Leading eurozone policy-maker Jean-Claude Juncker said Tuesday that a "soft restructuring" of Greece's 330-billion-euro debts is a possibility as an EU-IMF mission in Athens was extended by one week.
Luxembourg Prime Minister Juncker told a finance conference in Brussels that coincided with a second day of European Union talks on the recurrent Greek crisis, that a re-negotiation of Greek debt was gradually coming into play.
But experts on a mission in Athens first will seek to obtain details on Greek government plans to privatise state assets.

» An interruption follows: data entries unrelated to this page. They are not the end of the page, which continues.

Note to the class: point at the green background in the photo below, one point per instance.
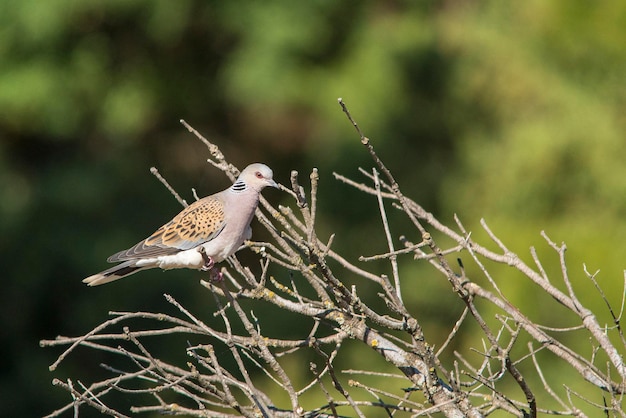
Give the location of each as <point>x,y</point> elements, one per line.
<point>511,111</point>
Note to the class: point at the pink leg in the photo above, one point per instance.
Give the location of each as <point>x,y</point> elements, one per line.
<point>208,261</point>
<point>216,274</point>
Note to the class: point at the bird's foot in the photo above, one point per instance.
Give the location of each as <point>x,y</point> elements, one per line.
<point>216,274</point>
<point>208,261</point>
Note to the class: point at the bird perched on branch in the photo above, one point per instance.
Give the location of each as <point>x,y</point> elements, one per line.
<point>204,233</point>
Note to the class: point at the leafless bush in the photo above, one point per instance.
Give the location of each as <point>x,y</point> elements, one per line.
<point>419,380</point>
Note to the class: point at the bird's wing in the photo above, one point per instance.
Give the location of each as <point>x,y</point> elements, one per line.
<point>198,223</point>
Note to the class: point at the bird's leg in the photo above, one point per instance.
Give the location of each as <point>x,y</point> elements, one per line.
<point>216,274</point>
<point>208,261</point>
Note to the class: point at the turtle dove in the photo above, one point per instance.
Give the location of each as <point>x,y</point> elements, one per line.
<point>205,233</point>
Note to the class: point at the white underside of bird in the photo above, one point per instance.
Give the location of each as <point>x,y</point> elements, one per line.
<point>205,233</point>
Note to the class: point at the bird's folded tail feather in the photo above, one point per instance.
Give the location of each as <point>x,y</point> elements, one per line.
<point>114,273</point>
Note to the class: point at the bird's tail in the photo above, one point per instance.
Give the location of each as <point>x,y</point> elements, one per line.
<point>114,273</point>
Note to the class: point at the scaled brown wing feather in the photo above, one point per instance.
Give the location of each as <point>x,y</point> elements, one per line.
<point>198,223</point>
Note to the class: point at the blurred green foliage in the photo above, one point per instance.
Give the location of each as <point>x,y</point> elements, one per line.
<point>511,111</point>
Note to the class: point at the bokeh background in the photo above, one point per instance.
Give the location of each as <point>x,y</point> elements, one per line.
<point>511,111</point>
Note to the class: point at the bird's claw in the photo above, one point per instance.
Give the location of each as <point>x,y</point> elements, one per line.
<point>216,274</point>
<point>208,261</point>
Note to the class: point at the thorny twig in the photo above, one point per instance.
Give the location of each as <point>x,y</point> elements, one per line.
<point>474,385</point>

The EU and IMF have demanded Athens raise 50 billion euros via a massive sale of state-owned ports and other facilities so as to restore its public finances to health.
"If Greece makes all these efforts, then we must see if it is possible to make a soft restructuring of Greek debt," Juncker said at the conference.
At the same time, he added: "I am strictly opposed to a major restructuring of Greek debt."
EU Economic Affairs commissioner Olli Rehn said Athens had committed to closing gaps in its budget targets "in the coming days," having already taken painful measures to save 20 billion euros ($38 billion) in the 12 months since its 110-billion-euro bailout last May.
Rehn claimed Greece could reduce its public debt by more than 20 percent of Gross Domestic Product by 2015 if the 50-billion-euro sales target is achieved and termed the privatisation programme the "cornerstone of recovery."
Fifteen billion euros was supposed to be raised this year and next under the existing EU-IMF programme bailout plan, Rehn noted.
He called on Greek opposition parties to put aside their differences and fully back "decisive steps in the coming days" that he said are "indispensable before the Eurogroup can look into further steps possible to ensure that Greece is on a sustainable path."
The EU-IMF experts were expected to report back in early June to flesh out scenarios mapped out at this week's ministerial talks ahead of a full summit of European Union leaders on June 24.
German Deputy Finance Minister Joerg Asmussen said the expert mission, scheduled to end Wednesday, would probably require an additional seven days.
Diplomats stressed Tuesday that Greece has made "zero" progress, with planned sell-offs for the three months to end-June already put back into the second half of the year.
"Soft" debt restructuring is understood as lengthening repayment schedules and easing interest rates paid on the debt.
A so-called "hard" restructuring is considered to mean states writing off a part of their debt, the route followed by Argentina or Mexico among the more notorious defaults in the recent past.
Economic experts believe an outright default could have serious repercussions for the whole of the eurozone where Ireland and Portugal have also had to be bailed out after Greece sought help in May last year.
Greece's debts are currently running at more than a year-and-a-half of all the country's economic output.